Великий маг - Никитин Юрий Александрович. Страница 41
Ректор поинтересовался все так же благосклонно:
– У вас есть план… э-э… лекций? На чем будете строить?..
Я посмотрел на Шпака. Он встал, отрапортовал, чуть ли не навытяжку:
– К сожалению, еще не существуют такой науки… или даже дисциплины, как «информационная война», хотя понятно, что идет она с библейских времен. К тому же товарищ Факельный будет читать лекции не по самой технике информационной войны, а по близко прилегающей дисциплине…
Ректор послушал, благосклонно склонил голову.
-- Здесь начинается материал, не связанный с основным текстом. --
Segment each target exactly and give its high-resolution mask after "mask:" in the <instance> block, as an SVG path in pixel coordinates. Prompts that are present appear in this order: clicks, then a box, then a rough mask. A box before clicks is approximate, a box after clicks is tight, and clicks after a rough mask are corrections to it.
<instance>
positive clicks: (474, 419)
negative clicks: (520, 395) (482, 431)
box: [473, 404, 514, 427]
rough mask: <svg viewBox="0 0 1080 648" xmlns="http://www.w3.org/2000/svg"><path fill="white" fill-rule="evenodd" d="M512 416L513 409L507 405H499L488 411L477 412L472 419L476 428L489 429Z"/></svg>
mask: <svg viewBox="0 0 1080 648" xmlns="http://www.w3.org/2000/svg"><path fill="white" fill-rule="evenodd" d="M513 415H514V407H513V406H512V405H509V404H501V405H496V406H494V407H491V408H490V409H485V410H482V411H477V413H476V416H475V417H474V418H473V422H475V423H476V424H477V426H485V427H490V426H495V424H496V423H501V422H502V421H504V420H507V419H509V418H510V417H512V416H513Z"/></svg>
– Да, надо давать разностороннее… да-да. А то если только саму технику войны, то… несолидно. Может быть, даже посещать всем курсом театр оперы? А то и вовсе – балета?.. А слышал, что знаменитую «Аиду» написали на заказ ко дню открытия Суэцкого канала. Было заказано, чтоб оперу смастерили точно в срок и на заданную египетскую тему…
Я думал, что он шутит, но его лицо оставалось совершенно серьезным. Для этого стареющего льва, что с поля боя ушел в администрирование, теперь куда важнее расширение, что означает дополнительное финансирование, набор новых сотрудников, раздувание штата, усиление влияния…
– Но все же касайтесь и самой войны, – закончил ректор. – А программа должна быть, должна… Без программы как-то не то… Несолидное главное…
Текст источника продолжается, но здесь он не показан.